In custom_masker we set the ids of image and text tokens to 0 for masked entries. As far as text masking is concerned, we are done. But for images, the 0 there just means that for the 0 ids, we have to go to the original image and set the actual pixel values to 0, which is what we do in get_model_prediction for each region that was marked with 0 in custom_masker before. After the masking is done there (after running the inner loop in get_model_prediction), we can call the model to run the prediction of the finally masked inputs.

About to your question about trimodal models, I would need to know what kind of third modality you are working on, because the exact masking procedure (what information you delete and how) is modality-specific, as exemplified by our different handling of image and text modalities.
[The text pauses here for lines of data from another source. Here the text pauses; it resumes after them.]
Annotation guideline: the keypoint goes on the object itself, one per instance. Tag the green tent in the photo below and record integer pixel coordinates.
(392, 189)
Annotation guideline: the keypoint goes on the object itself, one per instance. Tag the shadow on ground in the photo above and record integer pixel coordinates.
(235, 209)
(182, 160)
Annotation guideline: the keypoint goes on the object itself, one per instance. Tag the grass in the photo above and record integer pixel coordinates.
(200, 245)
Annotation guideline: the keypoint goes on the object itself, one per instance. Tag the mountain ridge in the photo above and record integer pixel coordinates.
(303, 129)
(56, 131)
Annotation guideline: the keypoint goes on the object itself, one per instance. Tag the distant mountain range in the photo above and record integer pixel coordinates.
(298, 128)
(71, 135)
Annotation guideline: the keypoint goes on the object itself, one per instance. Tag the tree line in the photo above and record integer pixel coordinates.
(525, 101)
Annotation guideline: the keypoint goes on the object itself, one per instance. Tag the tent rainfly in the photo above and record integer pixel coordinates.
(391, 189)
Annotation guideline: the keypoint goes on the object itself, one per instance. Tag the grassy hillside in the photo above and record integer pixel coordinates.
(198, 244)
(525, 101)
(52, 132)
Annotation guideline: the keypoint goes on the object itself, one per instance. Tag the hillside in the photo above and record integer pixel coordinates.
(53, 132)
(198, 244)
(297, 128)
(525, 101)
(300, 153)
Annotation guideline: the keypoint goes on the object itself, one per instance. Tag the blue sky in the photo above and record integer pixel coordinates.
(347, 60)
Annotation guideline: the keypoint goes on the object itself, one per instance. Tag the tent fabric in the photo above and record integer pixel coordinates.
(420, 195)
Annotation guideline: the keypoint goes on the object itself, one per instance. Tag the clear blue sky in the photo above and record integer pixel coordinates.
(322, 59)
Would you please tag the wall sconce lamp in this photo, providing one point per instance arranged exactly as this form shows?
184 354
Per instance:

For text, we mask in token space, for image, we mask in pixel space. The choice to mask in pixel space is also motivated by the fact that in our paper, we compare different models and some models work with image patchification (CLIP) and some with an image feature extractor (LXMERT with FasterRCNN). Especially with LXMERT, if you mask one token, this corresponds to an image region that overlaps with another region. So when masking in token space, you do not delete the information entirely as the same part of the image can be in another region selected by FasterRCNN. Therefore we mask in pixel space before we compute image tokens, just to make sure the information from a certain region is not in the features to begin with. To have a consistent and comparable way of masking for all different models, we need to do it in pixel space, as it is there, where the data format of the image is the same for all models.

So, for another modality, you need to decide whether you mask in token space or in input space and if the latter, write the corresponding routine for it that implements the modality-specific masking.